A reproduction of Donatello’s David perches near the living room windows. Carved stone busts sit on tables. A polished horn of a Texas longhorn adorns the kitchen counter. A stylized Egyptian horse several centuries old sits high on a bookshelf in the upstairs lounge. A spectacular contemporary mixed-media painting is hung from the back of the fireplace. Five lengths of fused glass in varying colors cling to the laundry room wall.

“Our aesthetic is contemporary mixed with antiquity,” explained Thom. “Modern balanced with classic.” The furniture and fixtures are as much of a work of art as the artworks themselves. A white leather couch is partnered with black leather Barcelona chairs in the living room. Nearby, the dining room table has a clever set of gears within that retract the table’s leaves, depending on number of guests for that meal. “We want every room to have a balance of color, form and texture,” said Thom.

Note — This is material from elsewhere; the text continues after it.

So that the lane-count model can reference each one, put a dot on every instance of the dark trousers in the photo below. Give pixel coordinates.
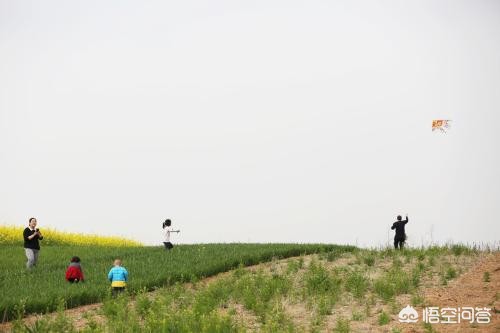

One piece of art is particularly personal. It’s a torch from the 1984 Olympics framed in plexiglass and secured to a dining room wall. “The torch had been carried across the U.S., runner to runner,” recalled Cyndie. “I was the last runner in Orange County, and carried it to the stadium.”

Cowboy Culture

Home style and design in Bend, Oregon
Western themed tack room. Photo by Brandon Nixon.

If the house is a museum of antiquity and contemporary art, the tack room is a spatial immersion in Western culture. Thom is an avid horseman who enjoys cutting competitions and formerly participated on a mounted search and rescue team for San Bernardino County. Equally laden in artworks as the house, the tack room exudes classy, cowboy charm. “This space is totally different than the house,” he said.

A shelf of whisky glistens in an antique cabinet; leather tooling backs a coat rack; signed rodeo posters line the walls. A cowhide chaise lounge accents the center of the room. Saddles hang from the wall, indicating that for all of its beauty, the tack room is a working space, too.

But About That View

Home style and design in Bend, Oregon
Photo by David Papazian

The former deck, Cyndie said, was multilevel with many different, disjointed heights. “We leveled it all out,” she explained. The wide expanse of composite decking is the perfect platform to take in what drew the Bells to the site in the first place. “We see eagles, osprey, hawks,” Cyndie said, gazing down upon the river. “At night the moon reflects in the river. The trees change. You can really see all four seasons portrayed here.”

Thom stood near, taking in the expansive view. “We feel very blessed,” he said.